Metadata-Version: 2.1
Name: pycoparsec
Version: 0.0.1
Project-URL: Documentation, https://github.com/DataKinds/pycoparsec#readme
Project-URL: Issues, https://github.com/DataKinds/pycoparsec/issues
Project-URL: Source, https://github.com/DataKinds/pycoparsec
Author-email: DataKinds <tslimkemann42@gmail.com>
License-Expression: LGPL-3.0-or-later
License-File: LICENSE.txt
Classifier: Development Status :: 2 - Pre-Alpha
Classifier: License :: OSI Approved :: GNU Lesser General Public License v3 or later (LGPLv3+)
Classifier: Programming Language :: Python
Classifier: Programming Language :: Python :: 3.8
Classifier: Programming Language :: Python :: 3.9
Classifier: Programming Language :: Python :: 3.10
Classifier: Programming Language :: Python :: 3.11
Classifier: Programming Language :: Python :: Implementation :: CPython
Classifier: Programming Language :: Python :: Implementation :: PyPy
Classifier: Topic :: Text Processing
Requires-Python: >=3.8
Description-Content-Type: text/markdown

# pycoparsec

This library is _SLOW_. For large input sequences or large chains of parsers, it will also likely eat an unreasonable amount of memory, even compared to other pure Python parsers like [Parsimonius](https://github.com/erikrose/parsimonious).
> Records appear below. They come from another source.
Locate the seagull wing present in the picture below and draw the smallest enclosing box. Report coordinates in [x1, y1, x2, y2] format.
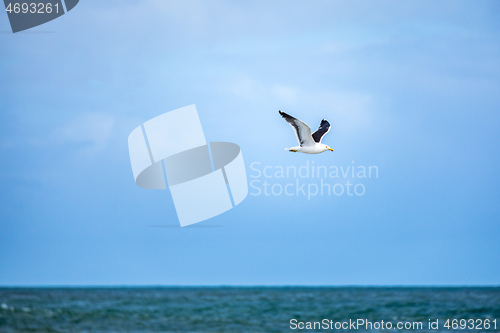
[312, 119, 330, 143]
[279, 111, 314, 146]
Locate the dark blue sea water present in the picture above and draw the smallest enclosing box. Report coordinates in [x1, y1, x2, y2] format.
[0, 287, 500, 333]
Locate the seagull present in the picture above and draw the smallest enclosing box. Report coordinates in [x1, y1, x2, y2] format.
[279, 110, 333, 154]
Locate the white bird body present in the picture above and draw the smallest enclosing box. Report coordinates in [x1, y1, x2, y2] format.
[279, 110, 333, 154]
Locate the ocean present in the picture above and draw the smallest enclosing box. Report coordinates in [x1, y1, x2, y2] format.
[0, 287, 500, 333]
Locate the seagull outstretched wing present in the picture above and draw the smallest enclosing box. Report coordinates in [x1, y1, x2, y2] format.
[279, 110, 314, 146]
[312, 119, 330, 143]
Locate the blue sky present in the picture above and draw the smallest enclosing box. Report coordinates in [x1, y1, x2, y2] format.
[0, 0, 500, 285]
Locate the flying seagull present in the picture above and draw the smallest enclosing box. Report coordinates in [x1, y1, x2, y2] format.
[279, 110, 333, 154]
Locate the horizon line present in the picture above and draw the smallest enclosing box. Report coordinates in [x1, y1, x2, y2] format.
[0, 284, 500, 289]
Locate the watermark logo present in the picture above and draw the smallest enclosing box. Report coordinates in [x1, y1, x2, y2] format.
[249, 161, 378, 200]
[128, 105, 248, 227]
[3, 0, 79, 33]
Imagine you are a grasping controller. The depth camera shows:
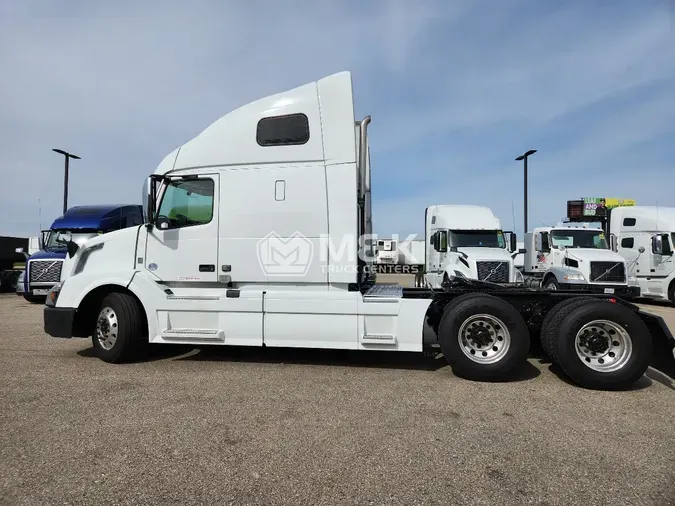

This is a _PROOF OF CONCEPT_. Do *NOT* use it in production code.

Pycoparsec is my attempt at making a parser combinator style parsing library for Python. The design of the code and of the library takes after [Megaparsec](https://hackage.haskell.org/package/megaparsec-9.4.0/docs/Text-Megaparsec.html), a parser combinator library. Although its feature set more closely aligns with [Attoparsec](https://hackage.haskell.org/package/attoparsec-0.14.4/docs/Data-Attoparsec-ByteString.html) due to the ability to stream tokens into Pycoparsec, and due to Pycoparsec's shitty error reporting (right now it just raises an empty `FailedParsing` object, lol). 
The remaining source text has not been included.